Benchmarks Are Not That Out of Distribution: Word Overlap Predicts Performance
Woojin Chung, Jeonghoon Kim
TL;DR
The paper investigates whether zero-shot benchmark performance in large language models primarily reflects word-level overlap between pre-training data and evaluation datasets. By defining tokenizer-agnostic metrics—word-level unigram cross-entropy $H(P_{eval},P_{pre})$ and word-frequency statistics—and conducting large-scale pre-training across multiple corpora, token counts, and model sizes, the authors reveal a robust inverse relationship between unigram cross-entropy and benchmark scores. They show that most benchmark performance correlates with distributional alignment rather than true out-of-distribution generalization, though some tasks (grammar, math, multilingual) deviate, indicating the limits of overlap-based explanations. The results imply that benchmark design and interpretation should account for word-frequency effects and distributional overlap, and they propose methods to identify higher-quality data subsets while cautioning against over-interpreting benchmark gains as genuine generalization.
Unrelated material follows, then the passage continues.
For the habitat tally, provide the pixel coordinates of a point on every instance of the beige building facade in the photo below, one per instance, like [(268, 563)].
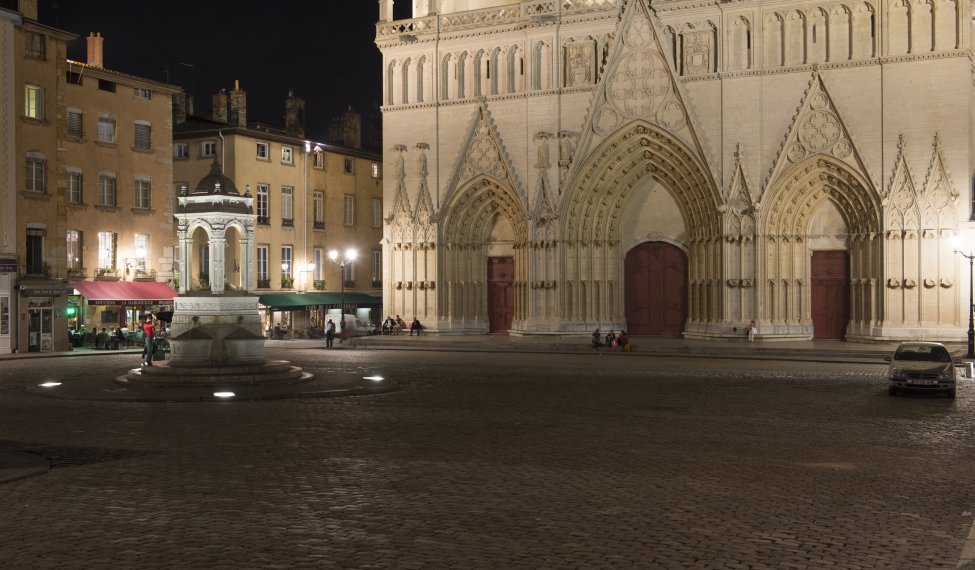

Overall, the work calls for rethinking what constitutes diagnostic benchmarks in the era of web-scale pre-training and highlights the importance of overlap diagnostics in data selection and evaluation.
Abstract
Understanding what constitutes high-quality pre-training data remains a central question in language model training. In this work, we investigate whether benchmark performance is primarily driven by the degree of statistical pattern overlap between pre-training corpora and evaluation datasets. We measure this overlap using word-level unigram cross-entropy and word frequency statistics, and perform controlled experiments across $10$ zero-shot benchmarks, $4$ pre-training datasets spanning $8.5\mathrm{B}$ to $60\mathrm{B}$ tokens, and model sizes ranging from $400\mathrm{M}$ to $3\mathrm{B}$ parameters. Our results demonstrate a robust inverse relationship between word-level unigram cross-entropy and benchmark performance, suggesting that widely used benchmarks are strongly influenced by word overlap between training and evaluation data. Thus, larger pre-training subsets with similar word-level unigram cross-entropy yield improved downstream results, indicating that word frequency statistics play an additional role in shaping benchmark scores. Taken together, these results suggest that many standard benchmarks are only weakly out-of-distribution relative to pre-training corpora, so that simple word-overlap statistics predict benchmark performance.